More than 250 people attended the district's school board meeting Monday in Minnetrista, Minn., said district spokeswoman Becca Heistad. Many parents demanded an apology for the students' punishment.
Superintendent Kevin Borg apologized to the group, and placed activities director Dion Koltes on administrative leave.
The incident now is under investigation by the district, Heistad said.
During the students' two-day suspension, the six hockey players and a swimmer missed playoff games.
The students were copying an Internet dance fad, called the "Harlem Shake," said Keith Randklev, school principal. In video recorded of the dance, more than a handful of students are seen dancing on tables and around the lunchroom.
Students organized the dance late Friday morning as part of a video production class assignment. School staff initially allowed the students to film in the lunchroom.
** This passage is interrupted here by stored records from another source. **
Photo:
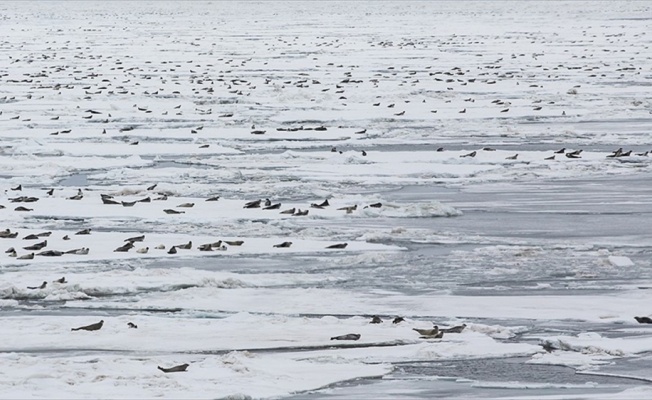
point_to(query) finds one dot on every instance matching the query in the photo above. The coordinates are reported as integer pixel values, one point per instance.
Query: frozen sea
(477, 163)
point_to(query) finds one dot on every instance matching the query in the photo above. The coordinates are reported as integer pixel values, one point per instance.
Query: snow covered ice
(297, 168)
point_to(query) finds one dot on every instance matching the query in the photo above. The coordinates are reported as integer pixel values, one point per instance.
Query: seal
(92, 327)
(349, 336)
(177, 368)
(170, 211)
(125, 247)
(37, 246)
(427, 332)
(51, 253)
(43, 285)
(454, 329)
(349, 209)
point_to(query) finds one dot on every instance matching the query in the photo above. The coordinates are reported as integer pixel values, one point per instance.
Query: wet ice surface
(163, 107)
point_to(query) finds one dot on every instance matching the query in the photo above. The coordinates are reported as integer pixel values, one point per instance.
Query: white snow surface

The group recruited others to join in. But when the camera rolled, a leader began dancing, and in less than a minute students were dancing inappropriately, said Randklev before Monday night's meeting. Some students were throwing food, too.
"Many, many of the Harlem Shakes that I saw had a lot of hip-thrusting in their acts," Randklev said. "There was activity that was not appropriate and did not lead to a safe environment."
The incident violated school policies by causing an unsafe school environment and interrupting school, which is why the students were suspended, Randklev said. The hockey players missed a quarterfinal game Friday, which the team lost, because of the suspensions.
Any student who's suspended isn't allowed to participate in school events, including athletic activities, Randklev said.
Police also ticketed the students for their behavior. The $75 fines issued by police has since been rescinded, Heistad said.
"These were difficult decisions," said Randklev earlier Monday. "We felt they were warranted and the timing was horrendous in terms of the impact for the activities involved."
The students returned to school Tuesday.